Fadu’yu 3 boyutlu göreceksiniz; saçıyla, kıyafetiyle her şeyiyle. Uygun bir mekan olduğunda gerçekleşireceğim bir proje bu. İlginç bir malzeme bulacağım ve aynı renklerde olacak. Sonra Fadu’nun çizgi filmlerini istiyorum. Proje çok aslında ama her şey koşullara bağlı.
Fadu nereli?
Ben Rizeliyim, Rize Pazar’lı. Herhalde Fadu da oralı. Fatma ve Fadime olarak düşündüm Fadu’yu, orada Fatma ve Fadime’ye “Fadu” derler. Karadenizli sıradan bir kadın, 3 yıldır İstanbul’da yaşıyor. Yarın Paris’te de olabilir. Çünkü bir süre yurtdışında yaşamak istiyorum. Bir şehirde uzun süre kalmayı sevmiyorum. Pazar benim için bitmişti, sonra Samsun oldu ve bitti. İstanbul da bitecek. Gideceğim yine.

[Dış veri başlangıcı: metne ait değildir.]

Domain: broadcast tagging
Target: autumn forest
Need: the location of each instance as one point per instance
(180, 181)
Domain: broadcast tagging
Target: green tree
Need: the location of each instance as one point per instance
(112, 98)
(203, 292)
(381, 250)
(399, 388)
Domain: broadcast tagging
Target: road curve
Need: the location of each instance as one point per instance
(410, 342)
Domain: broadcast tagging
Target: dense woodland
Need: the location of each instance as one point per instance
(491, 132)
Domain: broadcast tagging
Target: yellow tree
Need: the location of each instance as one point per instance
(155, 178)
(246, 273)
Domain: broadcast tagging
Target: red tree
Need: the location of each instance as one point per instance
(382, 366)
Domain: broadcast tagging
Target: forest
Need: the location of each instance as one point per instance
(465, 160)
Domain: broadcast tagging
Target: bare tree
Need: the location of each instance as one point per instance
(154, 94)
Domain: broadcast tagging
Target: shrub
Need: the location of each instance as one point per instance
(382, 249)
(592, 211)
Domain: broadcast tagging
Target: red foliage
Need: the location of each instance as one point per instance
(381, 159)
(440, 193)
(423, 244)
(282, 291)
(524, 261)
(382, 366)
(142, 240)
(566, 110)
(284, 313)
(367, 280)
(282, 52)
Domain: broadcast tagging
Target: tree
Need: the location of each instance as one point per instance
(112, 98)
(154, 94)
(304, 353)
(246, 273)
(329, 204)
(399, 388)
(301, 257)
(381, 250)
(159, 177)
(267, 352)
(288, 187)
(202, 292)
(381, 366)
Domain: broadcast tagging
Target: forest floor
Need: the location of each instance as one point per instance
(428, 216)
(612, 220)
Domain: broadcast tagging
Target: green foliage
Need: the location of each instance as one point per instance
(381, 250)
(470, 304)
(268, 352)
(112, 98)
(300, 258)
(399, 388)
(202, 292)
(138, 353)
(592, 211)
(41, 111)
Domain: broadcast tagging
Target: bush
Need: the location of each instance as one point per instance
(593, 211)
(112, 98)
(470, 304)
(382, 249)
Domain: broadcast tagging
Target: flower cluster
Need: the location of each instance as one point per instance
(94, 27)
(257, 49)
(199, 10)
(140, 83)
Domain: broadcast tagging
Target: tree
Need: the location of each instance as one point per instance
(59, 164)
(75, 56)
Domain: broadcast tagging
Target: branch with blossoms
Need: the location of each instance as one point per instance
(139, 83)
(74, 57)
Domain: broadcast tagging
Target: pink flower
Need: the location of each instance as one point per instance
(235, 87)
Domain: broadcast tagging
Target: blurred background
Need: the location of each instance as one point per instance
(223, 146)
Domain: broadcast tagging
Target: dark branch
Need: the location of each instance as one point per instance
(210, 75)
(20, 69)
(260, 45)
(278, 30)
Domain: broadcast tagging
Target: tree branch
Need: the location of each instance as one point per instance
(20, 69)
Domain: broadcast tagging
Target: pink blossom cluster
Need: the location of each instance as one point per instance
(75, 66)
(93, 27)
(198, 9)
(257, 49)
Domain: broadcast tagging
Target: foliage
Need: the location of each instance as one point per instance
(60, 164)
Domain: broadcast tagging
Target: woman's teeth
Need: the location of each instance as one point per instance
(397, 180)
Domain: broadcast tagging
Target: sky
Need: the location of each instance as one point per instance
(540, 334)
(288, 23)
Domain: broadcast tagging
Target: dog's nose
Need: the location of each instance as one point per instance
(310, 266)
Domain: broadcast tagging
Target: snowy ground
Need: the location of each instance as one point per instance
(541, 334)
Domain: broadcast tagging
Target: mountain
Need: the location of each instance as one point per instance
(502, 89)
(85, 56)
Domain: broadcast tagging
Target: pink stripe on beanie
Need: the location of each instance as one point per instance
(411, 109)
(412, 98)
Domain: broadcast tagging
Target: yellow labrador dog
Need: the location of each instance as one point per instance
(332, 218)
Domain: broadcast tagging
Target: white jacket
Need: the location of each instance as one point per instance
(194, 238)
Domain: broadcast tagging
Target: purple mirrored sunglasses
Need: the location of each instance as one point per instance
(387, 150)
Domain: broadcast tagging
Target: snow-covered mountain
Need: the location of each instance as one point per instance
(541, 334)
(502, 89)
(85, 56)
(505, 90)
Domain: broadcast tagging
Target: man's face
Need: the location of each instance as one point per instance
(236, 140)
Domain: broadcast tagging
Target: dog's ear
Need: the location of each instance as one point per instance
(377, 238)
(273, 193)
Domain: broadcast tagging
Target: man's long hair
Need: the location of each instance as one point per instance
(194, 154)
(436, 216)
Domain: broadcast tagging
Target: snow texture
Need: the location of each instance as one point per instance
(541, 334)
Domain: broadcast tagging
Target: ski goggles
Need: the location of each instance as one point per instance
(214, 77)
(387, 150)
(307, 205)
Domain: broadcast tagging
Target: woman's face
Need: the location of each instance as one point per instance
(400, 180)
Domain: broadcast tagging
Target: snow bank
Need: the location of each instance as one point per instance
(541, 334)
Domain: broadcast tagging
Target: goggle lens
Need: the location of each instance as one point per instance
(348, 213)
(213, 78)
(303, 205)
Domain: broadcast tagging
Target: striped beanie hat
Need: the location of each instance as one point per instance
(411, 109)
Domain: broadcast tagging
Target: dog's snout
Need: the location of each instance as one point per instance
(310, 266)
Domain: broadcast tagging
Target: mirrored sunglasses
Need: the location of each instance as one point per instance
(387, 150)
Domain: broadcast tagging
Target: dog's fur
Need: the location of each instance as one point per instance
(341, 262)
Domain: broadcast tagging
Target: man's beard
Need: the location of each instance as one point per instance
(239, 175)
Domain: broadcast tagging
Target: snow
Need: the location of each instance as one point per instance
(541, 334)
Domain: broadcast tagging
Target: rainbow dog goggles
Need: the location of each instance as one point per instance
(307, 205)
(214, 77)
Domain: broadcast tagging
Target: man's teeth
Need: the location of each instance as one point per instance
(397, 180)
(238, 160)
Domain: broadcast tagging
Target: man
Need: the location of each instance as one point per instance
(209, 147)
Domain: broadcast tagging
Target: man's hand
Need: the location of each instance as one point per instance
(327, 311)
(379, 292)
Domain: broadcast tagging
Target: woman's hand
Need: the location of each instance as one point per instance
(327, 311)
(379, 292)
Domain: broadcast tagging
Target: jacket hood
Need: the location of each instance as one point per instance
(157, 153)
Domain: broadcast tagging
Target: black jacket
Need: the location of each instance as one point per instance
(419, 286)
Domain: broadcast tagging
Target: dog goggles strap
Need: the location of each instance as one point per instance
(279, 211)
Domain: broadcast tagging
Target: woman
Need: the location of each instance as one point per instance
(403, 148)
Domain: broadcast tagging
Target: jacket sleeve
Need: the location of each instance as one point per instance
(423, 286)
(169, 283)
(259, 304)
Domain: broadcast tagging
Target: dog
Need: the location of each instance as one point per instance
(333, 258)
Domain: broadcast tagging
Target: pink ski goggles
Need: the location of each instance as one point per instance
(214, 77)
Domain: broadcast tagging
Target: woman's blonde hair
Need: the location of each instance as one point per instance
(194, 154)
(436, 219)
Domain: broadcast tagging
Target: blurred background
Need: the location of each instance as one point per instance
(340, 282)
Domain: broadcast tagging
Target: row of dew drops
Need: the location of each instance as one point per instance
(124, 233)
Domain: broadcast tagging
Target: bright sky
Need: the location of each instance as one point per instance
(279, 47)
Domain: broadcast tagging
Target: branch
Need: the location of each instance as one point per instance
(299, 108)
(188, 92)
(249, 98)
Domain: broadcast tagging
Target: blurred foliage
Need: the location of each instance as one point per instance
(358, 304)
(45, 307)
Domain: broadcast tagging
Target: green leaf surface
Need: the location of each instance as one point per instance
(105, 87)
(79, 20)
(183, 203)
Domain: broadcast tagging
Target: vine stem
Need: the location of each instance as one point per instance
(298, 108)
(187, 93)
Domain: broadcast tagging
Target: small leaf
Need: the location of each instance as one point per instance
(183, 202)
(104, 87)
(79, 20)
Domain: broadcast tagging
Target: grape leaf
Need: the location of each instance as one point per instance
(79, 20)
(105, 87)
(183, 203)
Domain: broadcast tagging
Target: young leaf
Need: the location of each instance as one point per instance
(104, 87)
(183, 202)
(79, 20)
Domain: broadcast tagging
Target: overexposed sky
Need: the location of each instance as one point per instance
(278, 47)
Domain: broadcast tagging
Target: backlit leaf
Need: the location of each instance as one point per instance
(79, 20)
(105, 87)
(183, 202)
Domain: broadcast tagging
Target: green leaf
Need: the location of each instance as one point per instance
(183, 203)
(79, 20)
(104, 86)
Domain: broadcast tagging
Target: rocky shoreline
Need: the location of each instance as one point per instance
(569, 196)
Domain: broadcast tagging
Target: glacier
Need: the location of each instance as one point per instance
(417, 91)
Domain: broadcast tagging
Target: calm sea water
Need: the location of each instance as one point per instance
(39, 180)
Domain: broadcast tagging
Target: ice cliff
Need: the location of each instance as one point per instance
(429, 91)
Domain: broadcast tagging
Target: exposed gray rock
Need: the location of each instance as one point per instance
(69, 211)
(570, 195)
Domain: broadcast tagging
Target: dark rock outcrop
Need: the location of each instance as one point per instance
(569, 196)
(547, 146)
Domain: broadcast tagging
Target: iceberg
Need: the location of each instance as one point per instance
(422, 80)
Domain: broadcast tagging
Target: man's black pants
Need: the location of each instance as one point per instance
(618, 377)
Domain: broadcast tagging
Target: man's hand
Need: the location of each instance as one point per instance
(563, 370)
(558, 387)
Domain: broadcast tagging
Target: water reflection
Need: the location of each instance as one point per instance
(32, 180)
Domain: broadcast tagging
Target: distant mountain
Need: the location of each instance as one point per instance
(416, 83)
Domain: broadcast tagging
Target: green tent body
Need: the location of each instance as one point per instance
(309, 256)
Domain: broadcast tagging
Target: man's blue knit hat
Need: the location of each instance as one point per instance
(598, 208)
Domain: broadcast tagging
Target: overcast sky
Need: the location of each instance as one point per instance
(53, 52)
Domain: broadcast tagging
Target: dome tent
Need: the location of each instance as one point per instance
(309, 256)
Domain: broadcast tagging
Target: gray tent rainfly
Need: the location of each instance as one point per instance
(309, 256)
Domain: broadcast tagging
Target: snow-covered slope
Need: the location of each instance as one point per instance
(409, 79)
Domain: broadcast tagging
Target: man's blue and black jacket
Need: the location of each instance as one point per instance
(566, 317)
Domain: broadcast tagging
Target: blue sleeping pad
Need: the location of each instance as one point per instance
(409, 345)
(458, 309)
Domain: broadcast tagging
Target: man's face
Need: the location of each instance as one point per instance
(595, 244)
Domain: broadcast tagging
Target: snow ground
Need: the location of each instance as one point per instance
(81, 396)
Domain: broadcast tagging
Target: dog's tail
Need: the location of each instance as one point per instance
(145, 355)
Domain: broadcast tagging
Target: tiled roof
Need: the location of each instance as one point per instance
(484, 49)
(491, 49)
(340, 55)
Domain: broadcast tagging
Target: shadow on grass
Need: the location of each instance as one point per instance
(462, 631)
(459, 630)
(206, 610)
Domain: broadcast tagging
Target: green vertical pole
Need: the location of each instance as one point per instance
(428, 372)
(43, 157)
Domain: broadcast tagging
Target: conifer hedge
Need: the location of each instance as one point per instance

Fadu’nun devamının gelecek olması çok heyecanlı, peki sanatçı adayı gençler için bir şey söylemek ister misin?
Her şey bir iç yolculuğu. Resim yapmayı seven herkes “sanatçı” olabilir. Ben resim yapmayı çok seviyorum ve bir gün gerçekten başaracağıma inanıyorum.
Biz de genç sanatçımıza yürekten sevgilerimizi sunuyor, başarılarının devamını diliyoruz.